At the risk of coming across as self-promotional, I'll link here two of my contributions this season, if you're looking for something for young children: after seeing how my kindergarten has taught my kids how to stop asking questions and start accepting everything the teacher says as fact, I think it's time to take action and start developing those skills at home instead, as those are skills that the education system diminishes, but are highly valued and required by pretty much every well-paying job today.

– A (completely free) 'Question Game' designed to reinforce creative thinking and problem solving:
– A book with a year's worth of DIY kid's experiments, designed to encourage open exploration and to challenge common assumptions:

Giving isn't about material wealth transfer. True giving about enablement. Let's enable each other every day!

Originally shared by +Visnja Zeljeznjak

Imagine a world based on giving, rather than on taking. Scarcity is a product manufactured by man's decision to base his civilization on taking rather than on giving. (source:

Scarcity is manufactured. Scarcity is artificial. Can you believe this?

Nature is abundant. Human-made creations are scarce. It is a choice we made, and continue to make every day.

And can you believe that the only, only way to reverse that reality is to stop being part of it, to ignore it, and live in your own reality distortion field, where giving is the default?

It all starts with one single human.

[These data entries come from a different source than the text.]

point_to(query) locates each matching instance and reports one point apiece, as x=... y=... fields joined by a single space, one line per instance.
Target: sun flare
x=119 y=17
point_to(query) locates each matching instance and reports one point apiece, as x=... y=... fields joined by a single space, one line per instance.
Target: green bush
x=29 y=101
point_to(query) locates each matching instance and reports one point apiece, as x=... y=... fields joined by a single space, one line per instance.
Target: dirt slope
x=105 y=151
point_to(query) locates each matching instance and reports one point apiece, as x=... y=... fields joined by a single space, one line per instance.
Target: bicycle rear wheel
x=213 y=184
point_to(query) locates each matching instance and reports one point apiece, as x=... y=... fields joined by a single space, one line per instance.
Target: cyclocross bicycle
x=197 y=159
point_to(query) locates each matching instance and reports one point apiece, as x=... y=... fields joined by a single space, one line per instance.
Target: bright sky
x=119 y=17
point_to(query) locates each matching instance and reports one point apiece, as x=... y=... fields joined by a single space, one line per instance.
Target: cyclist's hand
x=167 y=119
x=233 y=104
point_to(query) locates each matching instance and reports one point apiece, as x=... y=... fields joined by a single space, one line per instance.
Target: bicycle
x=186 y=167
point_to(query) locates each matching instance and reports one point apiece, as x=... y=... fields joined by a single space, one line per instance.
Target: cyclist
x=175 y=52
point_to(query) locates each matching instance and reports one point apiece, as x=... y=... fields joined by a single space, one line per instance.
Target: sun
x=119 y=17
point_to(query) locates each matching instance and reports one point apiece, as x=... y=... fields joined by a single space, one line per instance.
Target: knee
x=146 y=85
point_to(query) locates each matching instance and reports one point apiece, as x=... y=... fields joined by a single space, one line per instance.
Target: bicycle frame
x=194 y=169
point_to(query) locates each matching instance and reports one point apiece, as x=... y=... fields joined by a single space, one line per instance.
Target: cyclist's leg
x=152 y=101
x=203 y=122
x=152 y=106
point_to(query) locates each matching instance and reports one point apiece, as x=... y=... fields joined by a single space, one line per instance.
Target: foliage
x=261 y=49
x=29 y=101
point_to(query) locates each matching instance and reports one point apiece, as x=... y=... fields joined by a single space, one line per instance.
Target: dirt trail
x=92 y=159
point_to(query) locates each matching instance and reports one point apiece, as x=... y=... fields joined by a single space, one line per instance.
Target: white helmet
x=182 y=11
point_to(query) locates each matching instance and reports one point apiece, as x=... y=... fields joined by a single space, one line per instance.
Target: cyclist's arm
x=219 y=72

Enter my reality distortion field.

What would your world of giving look like? What would be different?

Maybe you would look to give first and take second.
Maybe you would be grateful for the abundance you already have.
Maybe you would smile at people more.
Maybe you would not look at other people as your competitors.
Maybe you would donate more to the needy, without expecting rewards.
Maybe you would be less cynical for just one day.
Maybe you would start noticing the abundance of beauty in this world.

Today is December the 1st 2014. It's a month where we're accustomed to giving to others. How about for a change, we give more of everything to those who really need it?

Your mom probably does not need another Christmas present. She doesn't need stuff. Think about what she needs more.

Your partner does not need you to go to the mall and buy her/him a present. There could be something else he/she needs from you more.

Stuff, stuff, stuff. We don't need more stuff. Why not give the most precious asset a human has: time? Convert that time into energy that is useful to others?

Create something:
A moment of togetherness.
A bundle of knowledge.
A kind conversation.
A product that solves human problems.
A service that makes people smile and thrive.

What does your world of giving look like?

One thought on “Giving is about enablement

  1. Charles L. Perkins

    People would value themselves, because they learn from the service to value themselves, their multifaceted talented useful selves.

    Self-love in the name of arming oneself in the ever-widening battle to spread love wider is no crime but an imperative. First be, then do.